Automating of Partitioning Athena Tables using Partition Projection
Athena Partition Projection, introduced in June 2020, enables automatic partitioning of Athena tables. Using this feature, MSCK REPAIR TABLE
query is no longer necessary to add new partitions.
Overview
Quoting from the official AWS documentation:
In partition projection, partition values and locations are calculated from configuration rather than read from a repository like the AWS Glue Data Catalog. 1
partition projection can reduce the runtime of queries against highly partitioned tables. 2
Partition projection allows Athena to avoid calling
GetPartitions
because the partition projection configuration gives Athena all of the necessary information to build the partitions itself. 3
Creating AWS Resources
Create a CloudFormation template with the following content.
The key point is GlueTable.TableInput.Parameters
of GlueTable
definition (lines 27-35).
projection.year_month.range
property is treated as UTC. If you intend to use a different timezone in your S3 object path, you need to specify the time difference using a format like NOW+9HOURS
. For more details, please refer to the official documentation.

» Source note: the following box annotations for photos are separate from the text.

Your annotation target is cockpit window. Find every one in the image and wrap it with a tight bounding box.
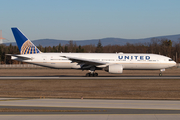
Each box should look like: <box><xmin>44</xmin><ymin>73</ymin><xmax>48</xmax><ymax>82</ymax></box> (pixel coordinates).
<box><xmin>169</xmin><ymin>59</ymin><xmax>173</xmax><ymax>61</ymax></box>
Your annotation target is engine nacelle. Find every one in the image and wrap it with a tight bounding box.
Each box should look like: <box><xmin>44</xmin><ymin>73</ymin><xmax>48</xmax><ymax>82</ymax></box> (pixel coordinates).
<box><xmin>105</xmin><ymin>64</ymin><xmax>123</xmax><ymax>74</ymax></box>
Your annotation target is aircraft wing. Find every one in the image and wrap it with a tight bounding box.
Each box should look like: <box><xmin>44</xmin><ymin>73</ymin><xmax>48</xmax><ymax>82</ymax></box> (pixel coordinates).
<box><xmin>60</xmin><ymin>56</ymin><xmax>107</xmax><ymax>66</ymax></box>
<box><xmin>6</xmin><ymin>54</ymin><xmax>33</xmax><ymax>60</ymax></box>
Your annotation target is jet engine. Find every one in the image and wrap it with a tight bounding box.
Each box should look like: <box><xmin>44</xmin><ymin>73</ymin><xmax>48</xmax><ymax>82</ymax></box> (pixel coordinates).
<box><xmin>104</xmin><ymin>64</ymin><xmax>123</xmax><ymax>74</ymax></box>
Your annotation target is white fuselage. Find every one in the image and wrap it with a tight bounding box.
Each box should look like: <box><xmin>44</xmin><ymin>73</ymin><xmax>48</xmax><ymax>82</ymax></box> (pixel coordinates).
<box><xmin>12</xmin><ymin>53</ymin><xmax>176</xmax><ymax>70</ymax></box>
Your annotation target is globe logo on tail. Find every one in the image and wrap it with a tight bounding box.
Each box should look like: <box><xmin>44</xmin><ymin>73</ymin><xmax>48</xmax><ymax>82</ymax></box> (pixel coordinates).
<box><xmin>21</xmin><ymin>40</ymin><xmax>41</xmax><ymax>54</ymax></box>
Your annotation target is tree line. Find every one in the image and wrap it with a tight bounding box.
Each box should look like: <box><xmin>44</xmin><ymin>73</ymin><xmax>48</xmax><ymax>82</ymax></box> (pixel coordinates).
<box><xmin>0</xmin><ymin>38</ymin><xmax>180</xmax><ymax>64</ymax></box>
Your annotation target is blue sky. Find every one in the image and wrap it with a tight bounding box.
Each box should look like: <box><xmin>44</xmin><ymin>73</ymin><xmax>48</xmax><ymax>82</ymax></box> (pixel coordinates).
<box><xmin>0</xmin><ymin>0</ymin><xmax>180</xmax><ymax>42</ymax></box>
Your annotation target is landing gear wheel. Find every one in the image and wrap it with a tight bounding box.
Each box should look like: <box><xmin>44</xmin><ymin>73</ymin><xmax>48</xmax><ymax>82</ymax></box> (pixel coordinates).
<box><xmin>159</xmin><ymin>73</ymin><xmax>162</xmax><ymax>77</ymax></box>
<box><xmin>86</xmin><ymin>73</ymin><xmax>90</xmax><ymax>77</ymax></box>
<box><xmin>86</xmin><ymin>73</ymin><xmax>98</xmax><ymax>77</ymax></box>
<box><xmin>93</xmin><ymin>73</ymin><xmax>98</xmax><ymax>77</ymax></box>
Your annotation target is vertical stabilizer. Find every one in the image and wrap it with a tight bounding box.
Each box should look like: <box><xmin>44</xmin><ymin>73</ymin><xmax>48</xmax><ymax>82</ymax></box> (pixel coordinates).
<box><xmin>11</xmin><ymin>28</ymin><xmax>41</xmax><ymax>54</ymax></box>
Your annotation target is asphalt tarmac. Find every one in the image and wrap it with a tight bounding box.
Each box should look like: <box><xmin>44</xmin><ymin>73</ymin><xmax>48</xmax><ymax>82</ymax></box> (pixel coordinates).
<box><xmin>0</xmin><ymin>98</ymin><xmax>180</xmax><ymax>120</ymax></box>
<box><xmin>0</xmin><ymin>76</ymin><xmax>180</xmax><ymax>80</ymax></box>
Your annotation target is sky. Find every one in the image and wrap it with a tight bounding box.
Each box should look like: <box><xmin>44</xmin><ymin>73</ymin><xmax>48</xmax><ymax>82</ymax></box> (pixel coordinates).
<box><xmin>0</xmin><ymin>0</ymin><xmax>180</xmax><ymax>42</ymax></box>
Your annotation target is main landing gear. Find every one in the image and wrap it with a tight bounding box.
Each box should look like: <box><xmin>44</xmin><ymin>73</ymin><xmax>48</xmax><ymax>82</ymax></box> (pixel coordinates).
<box><xmin>86</xmin><ymin>67</ymin><xmax>98</xmax><ymax>77</ymax></box>
<box><xmin>86</xmin><ymin>72</ymin><xmax>98</xmax><ymax>77</ymax></box>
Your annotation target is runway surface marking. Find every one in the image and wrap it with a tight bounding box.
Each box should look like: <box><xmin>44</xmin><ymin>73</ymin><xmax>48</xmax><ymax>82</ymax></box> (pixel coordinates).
<box><xmin>0</xmin><ymin>76</ymin><xmax>180</xmax><ymax>80</ymax></box>
<box><xmin>0</xmin><ymin>114</ymin><xmax>180</xmax><ymax>120</ymax></box>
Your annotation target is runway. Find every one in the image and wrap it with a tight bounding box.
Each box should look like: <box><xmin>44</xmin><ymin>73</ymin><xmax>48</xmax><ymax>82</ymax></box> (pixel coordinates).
<box><xmin>0</xmin><ymin>98</ymin><xmax>180</xmax><ymax>120</ymax></box>
<box><xmin>0</xmin><ymin>76</ymin><xmax>180</xmax><ymax>80</ymax></box>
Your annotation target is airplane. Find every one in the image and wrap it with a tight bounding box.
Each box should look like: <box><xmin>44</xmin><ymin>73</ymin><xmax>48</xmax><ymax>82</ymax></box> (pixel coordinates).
<box><xmin>8</xmin><ymin>27</ymin><xmax>176</xmax><ymax>77</ymax></box>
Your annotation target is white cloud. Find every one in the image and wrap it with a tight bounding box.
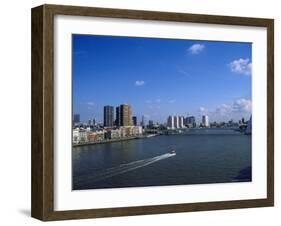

AWSTemplateFormatVersion: "2010-09-09"
Description: Stack for Athena partition projection sample
Resources:
S3:
Type: AWS::S3::Bucket
Properties:
BucketName: athena-partition-projection-logs
BucketEncryption:
ServerSideEncryptionConfiguration:
- ServerSideEncryptionByDefault:
SSEAlgorithm: AES256
GlueDatabase:
Type: AWS::Glue::Database
Properties:
DatabaseInput:
Name: sample
CatalogId: !Ref AWS::AccountId
GlueTable:
Type: AWS::Glue::Table
Properties:
DatabaseName: !Ref GlueDatabase
CatalogId: !Ref AWS::AccountId
TableInput:
TableType: EXTERNAL_TABLE
Parameters:
classification: json
"projection.enabled": true
"projection.year_month.format": yyyy/MM
"projection.year_month.interval": 1
"projection.year_month.interval.unit": MONTHS
"projection.year_month.range": 2021/09,NOW
"projection.year_month.type": date
"storage.location.template": s3://athena-partition-projection-logs/${year_month}
StorageDescriptor:
Columns:
- Name: id
Type: int
- Name: message
Type: string
Location: !Sub s3://${S3}/
InputFormat: org.apache.hadoop.mapred.TextInputFormat
OutputFormat: org.apache.hadoop.hive.ql.io.HiveIgnoreKeyTextOutputFormat
Compressed: false
NumberOfBuckets: 0
SerdeInfo:
SerializationLibrary: org.openx.data.jsonserde.JsonSerDe
Parameters:
paths: id,message
StoredAsSubDirectories: false
PartitionKeys:
- Name: year_month
Type: string
Retention: 0
Name: sample_logs
Deploy the CloudFormation stack with the following command.
aws cloudformation deploy --template-file stack.yml --stack-name athena-partition-projection-sample
Testing
By running the following command, put objects containing the example JSON below.
$ echo '{"id": 1, "message": "hello"}' > 2021-09.json
$ echo '{"id": 2, "message": "world"}' > 2021-10.json
$ aws s3 cp 2021-09.json s3://athena-partition-projection-logs/2021/09/
$ aws s3 cp 2021-10.json s3://athena-partition-projection-logs/2021/10/
$ aws s3 ls s3://athena-partition-projection-logs/2021/
PRE 09/
PRE 10/
Let’s query the data in the 2021/09
partition.
SELECT * FROM "sample"."sample_logs"
WHERE year_month = '2021/09'
LIMIT 10;
Result:
1 hello 2021/09
Next, let’s query the data in the 2021/10
partition.
SELECT * FROM "sample"."sample_logs"
WHERE year_month = '2021/10'
LIMIT 10;
Result:
2 world 2021/10
Cleaning Up
Clean up the provisioned AWS resources with the following command.
aws s3 rm --recursive s3://athena-partition-projection-logs
aws cloudformation delete-stack --stack-name athena-partition-projection-sample
Conclusion
Athena Partition Projection can avoid AWS users from managing partitions, which enables us to focus more on important parts of our applications.
I hope you will find this post useful.